Editor: Tony Greenfield wrote in the 2015 Community Forest Annual Report that logging enhances biodiversity. He argued that open systems (i.e., freshly logged sites) possess greater biodiversity than closed canopy systems.

Editor:

Tony Greenfield wrote in the 2015 Community Forest Annual Report that logging enhances biodiversity. He argued that open systems (i.e., freshly logged sites) possess greater biodiversity than closed canopy systems. He further equated wildfires and/or fire regimes with logging, concluding that logging provides the same benefits to forest ecosystems as fire.

Logging is not “a proxy for forest fire.” Fires remove weak and unhealthy trees; logging removes both the unhealthy and the healthy trees. When a moderate fire crosses the land, many trees survive and only the shrubs and undergrowth are affected. Thus, the forest still maintains trees of various ages, each performing vital functions for animal species dependent on mature trees. In contrast, trees that reoccupy a logged area will all be of the same age, creating an artificial environment that does not support rich biodiversity, and certainly not specialist species prized for their uniqueness. Moreover, logged areas are frequently replanted with a single-tree species.

Clear-cut zones are not better or richer than a forest affected by fire; they are areas essentially transformed from heterogeneous forest to monocultures. Additionally, pesticide use is common to ensure greater survival of replacement saplings. These products leach into the soil and run off into nearby waterways, a process which hardly benefits species dependent on those rivers and streams.

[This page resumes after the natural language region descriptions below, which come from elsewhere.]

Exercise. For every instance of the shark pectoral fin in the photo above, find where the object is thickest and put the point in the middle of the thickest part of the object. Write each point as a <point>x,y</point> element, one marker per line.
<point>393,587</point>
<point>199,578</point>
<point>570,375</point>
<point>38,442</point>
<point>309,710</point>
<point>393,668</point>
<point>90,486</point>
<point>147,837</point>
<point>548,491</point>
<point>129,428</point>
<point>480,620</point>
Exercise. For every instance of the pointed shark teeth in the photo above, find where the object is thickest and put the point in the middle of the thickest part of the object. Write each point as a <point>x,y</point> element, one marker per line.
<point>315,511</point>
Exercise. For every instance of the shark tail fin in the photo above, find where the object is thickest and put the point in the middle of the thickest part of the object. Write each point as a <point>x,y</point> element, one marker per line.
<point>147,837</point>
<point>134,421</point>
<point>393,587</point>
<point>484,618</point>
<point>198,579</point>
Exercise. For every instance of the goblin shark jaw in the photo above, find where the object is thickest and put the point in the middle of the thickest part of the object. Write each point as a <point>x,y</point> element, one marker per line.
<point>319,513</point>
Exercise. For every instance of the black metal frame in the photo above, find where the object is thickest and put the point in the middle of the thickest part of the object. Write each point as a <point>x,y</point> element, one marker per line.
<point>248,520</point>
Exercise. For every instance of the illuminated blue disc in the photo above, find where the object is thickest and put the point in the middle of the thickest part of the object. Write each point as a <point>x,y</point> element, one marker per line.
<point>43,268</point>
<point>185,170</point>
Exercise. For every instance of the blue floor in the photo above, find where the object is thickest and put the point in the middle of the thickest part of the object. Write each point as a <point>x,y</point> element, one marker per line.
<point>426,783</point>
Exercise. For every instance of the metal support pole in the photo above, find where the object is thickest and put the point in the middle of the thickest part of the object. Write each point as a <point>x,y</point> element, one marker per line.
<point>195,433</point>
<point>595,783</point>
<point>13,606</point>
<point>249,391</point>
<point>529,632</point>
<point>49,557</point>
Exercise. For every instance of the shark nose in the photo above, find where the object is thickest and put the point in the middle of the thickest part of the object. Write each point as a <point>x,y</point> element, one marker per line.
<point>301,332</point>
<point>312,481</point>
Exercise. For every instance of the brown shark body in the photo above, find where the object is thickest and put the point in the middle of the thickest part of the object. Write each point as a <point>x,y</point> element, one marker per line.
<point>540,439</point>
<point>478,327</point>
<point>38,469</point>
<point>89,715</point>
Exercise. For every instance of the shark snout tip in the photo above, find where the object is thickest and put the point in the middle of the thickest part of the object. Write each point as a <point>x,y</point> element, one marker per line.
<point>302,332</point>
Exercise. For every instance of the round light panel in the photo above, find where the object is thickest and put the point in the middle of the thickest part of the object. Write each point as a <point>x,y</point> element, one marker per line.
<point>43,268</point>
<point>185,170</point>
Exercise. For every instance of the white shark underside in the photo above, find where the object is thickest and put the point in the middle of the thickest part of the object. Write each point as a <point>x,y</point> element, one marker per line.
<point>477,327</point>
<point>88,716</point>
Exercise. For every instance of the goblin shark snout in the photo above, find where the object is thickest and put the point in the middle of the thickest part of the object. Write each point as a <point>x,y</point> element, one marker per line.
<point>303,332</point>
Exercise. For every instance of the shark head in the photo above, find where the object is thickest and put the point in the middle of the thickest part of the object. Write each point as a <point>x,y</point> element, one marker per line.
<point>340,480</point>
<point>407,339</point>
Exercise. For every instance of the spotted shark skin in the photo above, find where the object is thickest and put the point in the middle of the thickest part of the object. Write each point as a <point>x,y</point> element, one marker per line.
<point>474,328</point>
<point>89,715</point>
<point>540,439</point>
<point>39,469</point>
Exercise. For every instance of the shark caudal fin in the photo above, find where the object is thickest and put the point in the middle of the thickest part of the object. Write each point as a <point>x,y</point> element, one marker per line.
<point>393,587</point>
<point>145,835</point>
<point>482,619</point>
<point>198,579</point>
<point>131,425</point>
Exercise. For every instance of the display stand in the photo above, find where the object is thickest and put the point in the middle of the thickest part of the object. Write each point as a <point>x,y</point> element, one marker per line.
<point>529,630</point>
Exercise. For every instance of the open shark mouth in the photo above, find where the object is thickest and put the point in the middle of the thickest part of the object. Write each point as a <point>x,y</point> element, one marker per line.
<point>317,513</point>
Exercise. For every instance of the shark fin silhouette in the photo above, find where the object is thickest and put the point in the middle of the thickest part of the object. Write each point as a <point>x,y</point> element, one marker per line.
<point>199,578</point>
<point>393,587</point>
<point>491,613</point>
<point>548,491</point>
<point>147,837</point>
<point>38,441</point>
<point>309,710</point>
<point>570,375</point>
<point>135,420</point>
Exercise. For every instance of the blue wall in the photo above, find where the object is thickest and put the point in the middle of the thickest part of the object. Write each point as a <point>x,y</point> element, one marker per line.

A certain level of logging is obviously necessary. However, the industry should not “greenwash” the practice by suggesting that logging is as beneficial as wildfires. Nor should they use the Anthropocene as a carte blanche to strip the Sunshine Coast of some of the world’s most magnificent temperate rainforest. Instead of making quasi-scientific claims to promote logging practices, the industry should focus more on researching best practices to ensure minimal disturbance to our forest ecosystems.